テニスとの出合いは小学2年生くらい。夫婦で週末にテニスを楽しんでいたんです。冬はスキーみたいなグループでテニスの腕前はありませんでしたが、そこにあゆみも連れていくようになって、私もやりたい、やりたいと言うようになったのが始まりです。
すごく楽しそうで、のめり込んでいきました。せっかくだから基本からちゃんと習わせたいなと思って、自宅の近くのテニスクラブに通うことになりました。1年後に高崎テニスクラブに移ると、もうテニスに夢中でしたね。
ただ、高崎テニスクラブは自宅から遠く、車で90分ほどかかりました。

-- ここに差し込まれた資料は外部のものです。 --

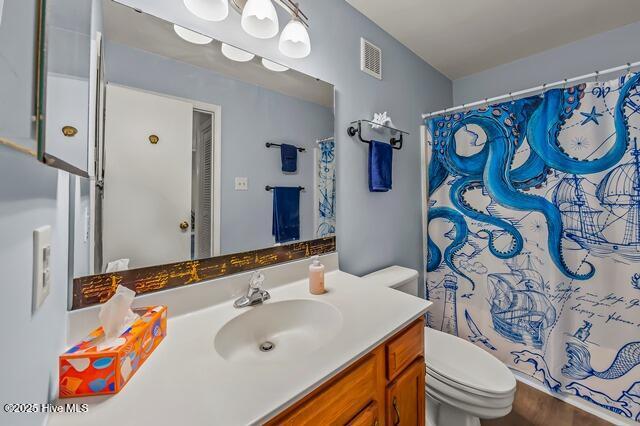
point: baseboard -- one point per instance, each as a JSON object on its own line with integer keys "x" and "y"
{"x": 576, "y": 401}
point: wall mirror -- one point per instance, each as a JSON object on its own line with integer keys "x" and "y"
{"x": 69, "y": 82}
{"x": 187, "y": 155}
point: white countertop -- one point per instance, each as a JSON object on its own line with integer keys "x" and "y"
{"x": 186, "y": 382}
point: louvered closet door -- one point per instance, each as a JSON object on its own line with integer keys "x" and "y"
{"x": 147, "y": 187}
{"x": 203, "y": 133}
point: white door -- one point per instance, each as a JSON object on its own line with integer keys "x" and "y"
{"x": 147, "y": 186}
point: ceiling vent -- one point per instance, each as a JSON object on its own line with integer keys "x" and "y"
{"x": 370, "y": 59}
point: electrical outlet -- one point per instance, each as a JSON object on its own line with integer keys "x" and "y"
{"x": 41, "y": 265}
{"x": 242, "y": 184}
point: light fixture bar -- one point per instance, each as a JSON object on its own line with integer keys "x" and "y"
{"x": 287, "y": 5}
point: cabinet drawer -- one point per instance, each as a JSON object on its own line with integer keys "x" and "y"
{"x": 404, "y": 348}
{"x": 367, "y": 417}
{"x": 337, "y": 402}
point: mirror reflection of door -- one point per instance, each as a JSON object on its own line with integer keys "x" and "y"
{"x": 158, "y": 180}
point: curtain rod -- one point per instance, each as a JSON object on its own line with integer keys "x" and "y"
{"x": 542, "y": 88}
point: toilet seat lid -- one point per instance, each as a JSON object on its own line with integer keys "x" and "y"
{"x": 466, "y": 364}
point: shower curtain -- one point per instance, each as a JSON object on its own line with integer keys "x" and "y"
{"x": 326, "y": 191}
{"x": 533, "y": 243}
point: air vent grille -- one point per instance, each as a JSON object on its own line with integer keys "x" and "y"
{"x": 370, "y": 59}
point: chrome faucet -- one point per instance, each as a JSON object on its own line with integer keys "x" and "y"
{"x": 256, "y": 294}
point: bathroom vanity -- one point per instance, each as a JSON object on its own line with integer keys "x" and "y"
{"x": 385, "y": 386}
{"x": 353, "y": 354}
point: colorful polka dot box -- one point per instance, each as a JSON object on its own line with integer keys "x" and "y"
{"x": 98, "y": 367}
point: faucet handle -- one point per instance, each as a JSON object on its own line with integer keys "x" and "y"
{"x": 256, "y": 280}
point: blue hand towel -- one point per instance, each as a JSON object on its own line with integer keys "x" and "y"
{"x": 286, "y": 214}
{"x": 289, "y": 157}
{"x": 380, "y": 158}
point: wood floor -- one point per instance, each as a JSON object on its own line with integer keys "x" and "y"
{"x": 534, "y": 408}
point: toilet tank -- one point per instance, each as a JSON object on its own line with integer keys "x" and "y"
{"x": 398, "y": 277}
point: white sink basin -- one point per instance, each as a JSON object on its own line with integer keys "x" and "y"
{"x": 278, "y": 331}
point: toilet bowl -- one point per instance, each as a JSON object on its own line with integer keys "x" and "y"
{"x": 464, "y": 383}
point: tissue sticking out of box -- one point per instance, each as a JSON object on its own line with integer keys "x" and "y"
{"x": 382, "y": 119}
{"x": 116, "y": 316}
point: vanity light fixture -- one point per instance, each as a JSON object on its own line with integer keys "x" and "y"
{"x": 294, "y": 40}
{"x": 209, "y": 10}
{"x": 259, "y": 19}
{"x": 191, "y": 36}
{"x": 236, "y": 54}
{"x": 273, "y": 66}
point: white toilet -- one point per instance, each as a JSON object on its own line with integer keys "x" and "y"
{"x": 464, "y": 383}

私が運転して送り迎えをしていましたが、しんどかったですね。週2〜3回が、ほぼ毎日のようになりましたから。あゆみの態度が悪いときに「今日は行かないよ」と言うんです。すると、電車の時間を調べて一人で行こうとする。電車では遠くて行けないんですけど。「謝れば連れて行ってあげるよ」と言うと、「……すいません、連れて行ってください」と、そんなことも何度かありました。

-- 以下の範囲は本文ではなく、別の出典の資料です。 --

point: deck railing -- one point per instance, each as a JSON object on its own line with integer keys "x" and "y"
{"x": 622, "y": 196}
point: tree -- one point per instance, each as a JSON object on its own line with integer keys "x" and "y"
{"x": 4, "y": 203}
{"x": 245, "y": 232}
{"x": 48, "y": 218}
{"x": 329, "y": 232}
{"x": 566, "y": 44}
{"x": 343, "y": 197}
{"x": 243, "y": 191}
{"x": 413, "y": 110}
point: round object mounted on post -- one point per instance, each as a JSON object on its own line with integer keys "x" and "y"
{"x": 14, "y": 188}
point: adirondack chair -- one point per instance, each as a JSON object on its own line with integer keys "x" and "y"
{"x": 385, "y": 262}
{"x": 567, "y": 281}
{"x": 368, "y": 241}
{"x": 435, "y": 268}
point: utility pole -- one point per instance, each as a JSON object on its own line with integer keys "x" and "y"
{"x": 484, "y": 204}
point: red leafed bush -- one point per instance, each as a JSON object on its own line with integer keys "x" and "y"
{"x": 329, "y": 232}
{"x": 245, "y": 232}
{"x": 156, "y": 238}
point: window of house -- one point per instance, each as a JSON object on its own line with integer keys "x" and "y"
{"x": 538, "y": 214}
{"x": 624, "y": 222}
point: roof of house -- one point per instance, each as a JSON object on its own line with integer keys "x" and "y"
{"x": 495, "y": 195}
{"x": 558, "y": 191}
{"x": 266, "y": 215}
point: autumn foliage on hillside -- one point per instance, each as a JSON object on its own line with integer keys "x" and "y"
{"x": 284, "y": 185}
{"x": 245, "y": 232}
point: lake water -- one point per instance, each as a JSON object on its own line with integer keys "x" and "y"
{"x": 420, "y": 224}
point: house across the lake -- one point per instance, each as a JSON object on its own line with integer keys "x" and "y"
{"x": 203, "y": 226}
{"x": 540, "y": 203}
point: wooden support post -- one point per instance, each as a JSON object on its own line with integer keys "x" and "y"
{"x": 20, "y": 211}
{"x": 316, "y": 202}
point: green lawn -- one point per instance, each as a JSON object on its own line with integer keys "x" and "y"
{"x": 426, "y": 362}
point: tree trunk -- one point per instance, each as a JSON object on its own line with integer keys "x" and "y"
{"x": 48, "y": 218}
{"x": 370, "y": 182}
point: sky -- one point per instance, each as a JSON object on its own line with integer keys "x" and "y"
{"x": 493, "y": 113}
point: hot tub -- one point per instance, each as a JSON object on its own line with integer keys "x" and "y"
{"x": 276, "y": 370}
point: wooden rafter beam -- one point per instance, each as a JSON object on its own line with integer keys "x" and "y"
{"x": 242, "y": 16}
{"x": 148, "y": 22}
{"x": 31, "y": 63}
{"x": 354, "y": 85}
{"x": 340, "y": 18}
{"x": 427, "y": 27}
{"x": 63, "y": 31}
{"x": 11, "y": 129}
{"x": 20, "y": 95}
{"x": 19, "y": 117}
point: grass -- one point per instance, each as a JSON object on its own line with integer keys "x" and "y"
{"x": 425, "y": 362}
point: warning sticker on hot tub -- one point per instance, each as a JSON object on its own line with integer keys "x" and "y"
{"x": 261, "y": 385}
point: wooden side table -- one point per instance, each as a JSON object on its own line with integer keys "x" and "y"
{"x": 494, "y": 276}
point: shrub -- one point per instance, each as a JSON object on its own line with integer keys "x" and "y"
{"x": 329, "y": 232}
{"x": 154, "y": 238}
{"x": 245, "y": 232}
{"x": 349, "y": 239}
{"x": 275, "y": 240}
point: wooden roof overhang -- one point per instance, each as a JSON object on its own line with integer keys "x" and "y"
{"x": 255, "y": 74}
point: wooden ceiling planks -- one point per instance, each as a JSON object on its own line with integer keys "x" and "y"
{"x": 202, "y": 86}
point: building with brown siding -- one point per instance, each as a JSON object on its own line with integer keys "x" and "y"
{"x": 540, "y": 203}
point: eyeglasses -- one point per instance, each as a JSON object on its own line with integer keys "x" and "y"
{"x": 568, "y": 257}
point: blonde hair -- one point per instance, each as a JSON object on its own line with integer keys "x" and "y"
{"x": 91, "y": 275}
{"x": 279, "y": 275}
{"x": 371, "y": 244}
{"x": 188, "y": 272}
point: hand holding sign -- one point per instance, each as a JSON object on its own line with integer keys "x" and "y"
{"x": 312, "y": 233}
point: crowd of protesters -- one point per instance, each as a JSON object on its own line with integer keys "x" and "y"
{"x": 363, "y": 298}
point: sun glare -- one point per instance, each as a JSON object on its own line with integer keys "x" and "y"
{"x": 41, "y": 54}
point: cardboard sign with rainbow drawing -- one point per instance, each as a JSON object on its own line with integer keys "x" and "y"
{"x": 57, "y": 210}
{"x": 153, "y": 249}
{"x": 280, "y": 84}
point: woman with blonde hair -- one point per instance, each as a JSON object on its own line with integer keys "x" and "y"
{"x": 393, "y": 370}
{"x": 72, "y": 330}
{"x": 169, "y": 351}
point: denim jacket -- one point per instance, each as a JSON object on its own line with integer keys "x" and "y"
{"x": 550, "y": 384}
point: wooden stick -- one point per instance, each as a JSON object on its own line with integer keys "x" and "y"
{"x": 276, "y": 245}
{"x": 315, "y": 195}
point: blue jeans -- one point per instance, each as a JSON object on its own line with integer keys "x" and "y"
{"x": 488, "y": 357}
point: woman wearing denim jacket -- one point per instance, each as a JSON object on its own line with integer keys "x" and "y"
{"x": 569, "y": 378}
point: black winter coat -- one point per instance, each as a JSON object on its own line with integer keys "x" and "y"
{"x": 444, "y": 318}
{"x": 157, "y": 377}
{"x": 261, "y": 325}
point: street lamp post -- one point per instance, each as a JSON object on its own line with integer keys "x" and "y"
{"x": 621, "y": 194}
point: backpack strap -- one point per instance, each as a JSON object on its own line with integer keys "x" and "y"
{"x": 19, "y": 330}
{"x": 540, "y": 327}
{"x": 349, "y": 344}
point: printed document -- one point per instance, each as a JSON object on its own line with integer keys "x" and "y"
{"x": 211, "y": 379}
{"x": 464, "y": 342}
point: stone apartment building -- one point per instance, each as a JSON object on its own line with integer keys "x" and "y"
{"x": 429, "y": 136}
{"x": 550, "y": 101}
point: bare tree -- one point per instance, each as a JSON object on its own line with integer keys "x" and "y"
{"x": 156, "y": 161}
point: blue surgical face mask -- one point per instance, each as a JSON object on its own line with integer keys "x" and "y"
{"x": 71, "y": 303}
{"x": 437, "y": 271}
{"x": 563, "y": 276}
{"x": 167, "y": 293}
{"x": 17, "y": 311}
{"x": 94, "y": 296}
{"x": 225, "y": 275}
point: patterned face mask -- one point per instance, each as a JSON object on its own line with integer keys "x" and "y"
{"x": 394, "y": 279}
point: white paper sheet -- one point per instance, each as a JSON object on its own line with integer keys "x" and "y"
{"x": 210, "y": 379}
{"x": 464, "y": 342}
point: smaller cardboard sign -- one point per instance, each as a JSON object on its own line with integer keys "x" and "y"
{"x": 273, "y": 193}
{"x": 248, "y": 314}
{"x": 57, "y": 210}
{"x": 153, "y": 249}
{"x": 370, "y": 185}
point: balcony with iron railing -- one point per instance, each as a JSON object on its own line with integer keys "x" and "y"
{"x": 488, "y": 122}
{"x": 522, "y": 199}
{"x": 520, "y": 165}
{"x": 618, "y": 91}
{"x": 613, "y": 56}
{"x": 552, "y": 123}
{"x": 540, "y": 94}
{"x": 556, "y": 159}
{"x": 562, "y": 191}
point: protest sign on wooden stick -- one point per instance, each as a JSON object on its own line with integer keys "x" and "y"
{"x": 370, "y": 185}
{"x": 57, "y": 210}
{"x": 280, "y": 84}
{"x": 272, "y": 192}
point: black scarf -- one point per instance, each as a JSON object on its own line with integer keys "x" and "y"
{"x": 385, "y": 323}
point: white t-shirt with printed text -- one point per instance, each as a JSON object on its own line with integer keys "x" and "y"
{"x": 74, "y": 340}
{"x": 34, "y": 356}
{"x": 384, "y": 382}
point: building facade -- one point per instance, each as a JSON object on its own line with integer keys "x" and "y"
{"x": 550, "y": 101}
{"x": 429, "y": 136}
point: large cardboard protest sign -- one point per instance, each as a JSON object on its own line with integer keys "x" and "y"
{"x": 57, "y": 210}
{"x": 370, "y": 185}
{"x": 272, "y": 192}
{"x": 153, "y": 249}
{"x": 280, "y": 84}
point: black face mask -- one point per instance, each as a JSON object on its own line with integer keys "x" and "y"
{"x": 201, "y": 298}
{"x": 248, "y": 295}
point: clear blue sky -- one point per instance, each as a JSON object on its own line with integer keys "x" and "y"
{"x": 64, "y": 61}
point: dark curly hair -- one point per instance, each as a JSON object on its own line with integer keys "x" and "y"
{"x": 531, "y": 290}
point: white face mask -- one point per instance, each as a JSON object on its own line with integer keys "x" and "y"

水泳もピアノも3歳から習っていました。テニスがたいへんになってきてたいへんそうでしたが、やめる、やめないは本人が決めるべきだと思っていましたから口出しはしませんでした。そうしたら小学4年生の後半頃に、テニスひとつに集中したいと。それからはもうテニス一本になりました。

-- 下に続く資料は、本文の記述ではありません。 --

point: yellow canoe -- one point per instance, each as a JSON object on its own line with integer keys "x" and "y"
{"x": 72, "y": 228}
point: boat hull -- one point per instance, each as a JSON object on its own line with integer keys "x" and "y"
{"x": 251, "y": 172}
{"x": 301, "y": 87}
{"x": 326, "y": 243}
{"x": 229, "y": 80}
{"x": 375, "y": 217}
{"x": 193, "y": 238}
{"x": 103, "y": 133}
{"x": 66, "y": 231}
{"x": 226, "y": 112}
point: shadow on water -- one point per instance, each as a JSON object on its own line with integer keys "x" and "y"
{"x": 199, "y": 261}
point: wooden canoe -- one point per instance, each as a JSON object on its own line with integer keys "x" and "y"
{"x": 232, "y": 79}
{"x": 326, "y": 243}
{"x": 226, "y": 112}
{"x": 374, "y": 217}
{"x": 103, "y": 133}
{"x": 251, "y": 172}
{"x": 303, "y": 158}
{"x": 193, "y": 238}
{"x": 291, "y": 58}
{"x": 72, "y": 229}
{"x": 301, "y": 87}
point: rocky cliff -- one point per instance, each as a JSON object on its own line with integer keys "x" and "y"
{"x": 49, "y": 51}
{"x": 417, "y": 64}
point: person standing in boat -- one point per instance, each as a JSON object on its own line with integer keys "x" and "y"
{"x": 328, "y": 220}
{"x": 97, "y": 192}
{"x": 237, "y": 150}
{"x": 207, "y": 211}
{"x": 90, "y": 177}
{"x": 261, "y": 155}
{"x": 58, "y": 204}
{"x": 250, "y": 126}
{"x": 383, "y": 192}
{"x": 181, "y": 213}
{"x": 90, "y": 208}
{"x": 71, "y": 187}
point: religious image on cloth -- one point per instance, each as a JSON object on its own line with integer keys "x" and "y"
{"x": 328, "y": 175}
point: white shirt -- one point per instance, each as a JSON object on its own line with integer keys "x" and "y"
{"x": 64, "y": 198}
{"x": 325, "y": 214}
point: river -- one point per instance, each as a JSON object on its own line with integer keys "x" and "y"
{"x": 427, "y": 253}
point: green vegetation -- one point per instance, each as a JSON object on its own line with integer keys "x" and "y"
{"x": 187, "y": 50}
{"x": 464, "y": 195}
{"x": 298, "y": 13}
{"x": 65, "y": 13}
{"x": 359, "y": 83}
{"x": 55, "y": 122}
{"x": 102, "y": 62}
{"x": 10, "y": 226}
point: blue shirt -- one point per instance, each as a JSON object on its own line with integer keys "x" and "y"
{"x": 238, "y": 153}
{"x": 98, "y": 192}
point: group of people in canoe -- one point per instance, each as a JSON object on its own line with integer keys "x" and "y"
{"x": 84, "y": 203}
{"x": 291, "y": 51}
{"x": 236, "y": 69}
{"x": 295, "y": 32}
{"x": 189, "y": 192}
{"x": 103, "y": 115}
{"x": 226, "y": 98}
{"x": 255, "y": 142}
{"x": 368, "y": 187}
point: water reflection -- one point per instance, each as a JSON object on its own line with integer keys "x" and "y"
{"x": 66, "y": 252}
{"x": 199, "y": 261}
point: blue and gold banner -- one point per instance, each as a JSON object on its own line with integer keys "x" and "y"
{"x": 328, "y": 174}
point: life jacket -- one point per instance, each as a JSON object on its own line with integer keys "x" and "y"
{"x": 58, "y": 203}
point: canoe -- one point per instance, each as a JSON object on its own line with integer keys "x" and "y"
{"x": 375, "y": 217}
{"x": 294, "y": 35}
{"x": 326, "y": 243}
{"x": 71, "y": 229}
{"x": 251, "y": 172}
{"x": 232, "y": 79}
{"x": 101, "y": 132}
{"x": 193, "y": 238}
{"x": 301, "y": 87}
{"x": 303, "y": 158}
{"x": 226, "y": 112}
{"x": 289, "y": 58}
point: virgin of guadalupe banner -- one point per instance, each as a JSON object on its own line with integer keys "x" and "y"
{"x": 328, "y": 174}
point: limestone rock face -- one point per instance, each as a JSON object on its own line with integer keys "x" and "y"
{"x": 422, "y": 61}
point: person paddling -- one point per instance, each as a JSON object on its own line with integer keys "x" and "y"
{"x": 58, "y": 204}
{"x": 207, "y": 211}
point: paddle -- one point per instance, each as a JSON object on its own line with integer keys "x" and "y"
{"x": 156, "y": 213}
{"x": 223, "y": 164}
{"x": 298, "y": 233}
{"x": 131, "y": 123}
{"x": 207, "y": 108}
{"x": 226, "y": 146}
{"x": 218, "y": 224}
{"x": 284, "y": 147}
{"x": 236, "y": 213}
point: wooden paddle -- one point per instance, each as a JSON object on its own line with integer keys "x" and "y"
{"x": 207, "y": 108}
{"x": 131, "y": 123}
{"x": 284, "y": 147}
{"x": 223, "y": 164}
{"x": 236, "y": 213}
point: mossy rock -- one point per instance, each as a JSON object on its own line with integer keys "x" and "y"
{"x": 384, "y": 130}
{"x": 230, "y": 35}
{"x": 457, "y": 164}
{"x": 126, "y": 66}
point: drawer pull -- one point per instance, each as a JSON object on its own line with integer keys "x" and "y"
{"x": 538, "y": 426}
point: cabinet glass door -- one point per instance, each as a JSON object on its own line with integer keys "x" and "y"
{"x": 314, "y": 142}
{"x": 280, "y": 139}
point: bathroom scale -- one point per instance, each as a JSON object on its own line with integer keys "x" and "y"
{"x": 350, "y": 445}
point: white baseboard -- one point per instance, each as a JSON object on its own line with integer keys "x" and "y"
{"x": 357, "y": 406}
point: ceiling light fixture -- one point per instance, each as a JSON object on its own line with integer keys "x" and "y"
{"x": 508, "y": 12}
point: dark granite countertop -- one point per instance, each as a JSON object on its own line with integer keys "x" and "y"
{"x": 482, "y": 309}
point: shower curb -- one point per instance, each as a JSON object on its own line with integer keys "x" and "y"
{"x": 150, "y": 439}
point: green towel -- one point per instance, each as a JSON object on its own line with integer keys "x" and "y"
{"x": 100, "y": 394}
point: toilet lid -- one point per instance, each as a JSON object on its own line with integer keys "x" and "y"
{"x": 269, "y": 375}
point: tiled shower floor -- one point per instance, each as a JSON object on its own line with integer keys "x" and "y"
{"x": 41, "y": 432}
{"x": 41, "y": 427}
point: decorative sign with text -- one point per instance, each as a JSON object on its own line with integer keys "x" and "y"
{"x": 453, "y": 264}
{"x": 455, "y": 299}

勝った、負けたという勝負よりも、ボールを打つことが好きで楽しかったようです。今もそうですが、とにかく昔から打ってばかりいました。打てば決まっていましたから、それは楽しいですよね。
15歳でプロの世界へ
中学1年生の秋、丸山淳一コーチのいるPITA(パームインターナショナルテニスアカデミー)で練習するために、私の実家がある横浜市にあゆみだけ転居しました。昔からとにかくしっかりと打つことを意識してやっていたのですが、周囲からはそれでは試合には勝てないと指摘されることも多かったです。でも丸山コーチは「それを武器にすればいい」という考えでした。PITAには杉山愛さんもいて、あゆみには本当にいい環境で勉強になったと思います。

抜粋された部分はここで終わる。